Sans critique coté fondamentaux, la T120 se laisse conduire à n'importe quel tempo sans arrière pensée. L'ABS et le contrôle de traction veille au grain, vous libérant l'esprit. La matinée étant superbe, les béquilles électroniques n'ont jamais été mises à l'épreuve. Cependant, un jour de pluie, il sera bon d'avoir dans un coin de la tête l'assurance que les dérobades seront jugulées.

          La voiture vire de bord ; nous poursuivons sur notre route, avec une cadence plus sereine mais toujours enthousiaste. C'est alors que je reviens un instant sur le compteur de vitesse... et m'aperçois que je roule bien moins vite que je ne le croyais. La coquine anglaise s'est donc jouée de moi, distillant quelque ivresse sans basculer dans le vertige.

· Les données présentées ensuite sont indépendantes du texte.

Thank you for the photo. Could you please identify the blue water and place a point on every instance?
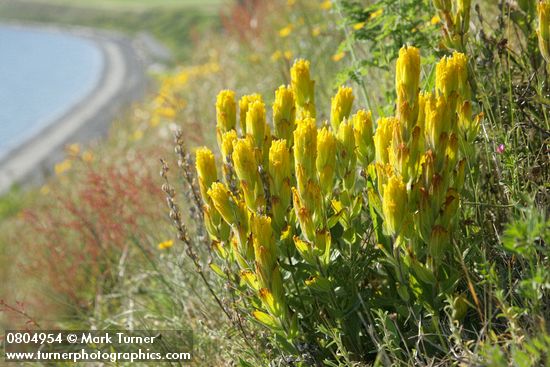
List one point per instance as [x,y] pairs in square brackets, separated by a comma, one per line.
[42,75]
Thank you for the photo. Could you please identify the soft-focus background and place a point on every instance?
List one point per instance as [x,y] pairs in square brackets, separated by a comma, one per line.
[88,243]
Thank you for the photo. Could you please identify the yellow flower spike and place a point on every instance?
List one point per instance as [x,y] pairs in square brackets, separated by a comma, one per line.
[280,175]
[443,5]
[316,31]
[416,149]
[407,80]
[338,56]
[543,29]
[326,159]
[460,175]
[284,114]
[304,216]
[244,104]
[341,106]
[462,19]
[246,169]
[228,139]
[438,120]
[226,111]
[303,88]
[452,151]
[347,158]
[363,131]
[394,205]
[451,76]
[450,208]
[256,125]
[205,163]
[223,202]
[305,149]
[383,174]
[398,154]
[382,138]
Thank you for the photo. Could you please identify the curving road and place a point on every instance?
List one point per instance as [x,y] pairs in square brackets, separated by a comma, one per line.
[123,81]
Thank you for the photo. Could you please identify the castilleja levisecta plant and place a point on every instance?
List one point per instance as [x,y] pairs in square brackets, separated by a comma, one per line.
[291,203]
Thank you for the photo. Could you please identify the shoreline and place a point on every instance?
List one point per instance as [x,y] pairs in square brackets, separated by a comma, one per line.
[123,80]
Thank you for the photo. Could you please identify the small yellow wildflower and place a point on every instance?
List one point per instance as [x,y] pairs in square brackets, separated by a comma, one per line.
[316,31]
[326,5]
[338,56]
[254,58]
[87,156]
[377,13]
[435,20]
[285,31]
[62,167]
[45,190]
[276,55]
[165,244]
[137,135]
[73,149]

Et à vagabonder ainsi, on oublie vite que l'horloge tourne. Trop. Carapatons nous de ce morceau de sympathie pour revenir à la concession. La descente sollicitera bien plus les freins, qui ont peu servi jusqu'à présent. La commande est apparu consistante mais avec un feeling sans relief, ne communiquant pas assez la puissance de décélération. La Bonneville freine, fort au besoin, sans vraiment le faire sentir. Le frein arrière procure davantage de perception.
Le retour par la ville perd la poésie accueillie précédemment. Quelques dos d'ânes et autres aspérités font apprécier le confort de la selle et l'amorti général : légèrement ferme mais absolument pas sec sur les compressions, et totalement transparent lors de la virée en montagne. La Bonneville connait aussi les bonnes manières.

          Aucune fausse note sur cette Triumph Bonneville T120. La finition est saisissante, le moteur plein de vie, le plaisir de conduite à tout venant et le charme total. Il n'y a qu'en conduite musclée qu'on lui trouvera certains défauts et limites ; mais la choisit-on pour ça ? Il y a les Thruxtons ou les Street / Speed Triple si vous voulez mettre du gros gaz. Bien sûr, le tarif aussi a pris de l'embonpoint. Mais c'est justifié par l'ensemble des prestations. A son guidon, on voudrait tant que le temps s'arrête pour de vrai, que des pompistes viennent faire le plein à notre arrivée, qu'il y ait des odeurs de café et de brioches dans les rues au lieu des relents de gasoil. On enlève la clé du contacteur. Le twin s'endort, les aiguilles tombent. Dehors, tout s'est accéléré, d'un coup.